О, весна без конца и без краю…
…твоя кровь онемела — и не сможет заговорить,
пока ты гордишься собственной смертью,
пока ты не предал свою душу в руки того,
кто не сможет её понять.
Ашраф Файяд
Пьеса Ольги Малышевой страшно и прекрасно загадочна, и это с самого начала нужно признать как факт, потому что иначе всё будет обманчиво понятно и скучно.
Легче всего сравнить новую пьесу Ольги Малышевой с котлом ведьмы, в котором происходит какая-то страшная алхимическая реакция, результат которой всегда не определен и не конечен.

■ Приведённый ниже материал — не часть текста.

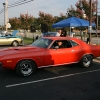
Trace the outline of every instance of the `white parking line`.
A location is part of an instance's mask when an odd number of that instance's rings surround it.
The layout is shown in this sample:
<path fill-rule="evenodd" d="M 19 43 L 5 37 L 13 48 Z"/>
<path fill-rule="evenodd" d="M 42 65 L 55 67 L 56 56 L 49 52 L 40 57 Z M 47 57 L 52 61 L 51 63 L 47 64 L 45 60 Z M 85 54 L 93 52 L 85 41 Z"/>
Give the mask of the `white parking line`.
<path fill-rule="evenodd" d="M 12 85 L 7 85 L 5 87 L 8 88 L 8 87 L 15 87 L 15 86 L 26 85 L 26 84 L 31 84 L 31 83 L 38 83 L 38 82 L 49 81 L 49 80 L 54 80 L 54 79 L 59 79 L 59 78 L 64 78 L 64 77 L 69 77 L 69 76 L 74 76 L 74 75 L 92 73 L 92 72 L 97 72 L 97 71 L 100 71 L 100 69 L 92 70 L 92 71 L 86 71 L 86 72 L 81 72 L 81 73 L 68 74 L 68 75 L 63 75 L 63 76 L 58 76 L 58 77 L 46 78 L 46 79 L 30 81 L 30 82 L 25 82 L 25 83 L 12 84 Z"/>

В центре сюжета лежат истории двух женщин, таджички Дилфизо и ирландки Донады, в которых они описывают свои, почти что мистическим образом, очень похожие, несмотря на разницу в сотни лет и тысячи километров, жизни: везде есть раннее замужество, потеря ребёнка, предательство мужа, осуждение и так далее. Рассказанные параллельно или последовательно, эти две истории достаточно прямолинейны, и из них достаточно быстро можно вывести какое-то подобие, простите за тавтологию, «однозначных выводов» (однозначно правдивых и не безосновательных) о бесконечном патриархате (это правда), отсутствии прогресса (и это правда) и бескрайней, неизбывной и тяжёлой женской участи (и это, конечно, тоже), которые никогда не меняются, как и война. Однако же проблема в том, что, как раз-таки, меняются (всё, как известно, течёт, и нет ничего неизменного в мире), но это уже совсем другая история. Лучше не будем баловаться колониальным молотком по забиванию аборигенов под названием «прогресс», потому что это всё это какие-то «большие истории» «больших людей», каких-то важных (и предающих) мужчин, которые ворочают камни Истории, а здесь дело совсем не в этом.
Во-первых, очень важно, что 4 главных героя — это те, кто обычно остаются за сценой и молчат: женщины и дети. И разница между привычными рассказчиками — мужчинами или отстранённым голосом за кадром — не только в том, что они рассказывают, но и как. Женщины и дети в патриархальной парадигме лишены сейчас, зато в полной мере владеют всегда, то есть, их мало интересует политическая или социальная обстановка, в их словах мало конкретики (о происхождении героинь, о войнах, на которых воевали их мужья, можно понять только исходя из контекста), но много общего. Традиции, которые во многом являются причиной их горькой судьбы, даны им не так, как мужчинам: для них традиции это живая связь с потусторонним и вневременным, которая вскрывает какой-то первопричинный, неописуемый ужас перед хаосом реальности, что стоит за этим всем.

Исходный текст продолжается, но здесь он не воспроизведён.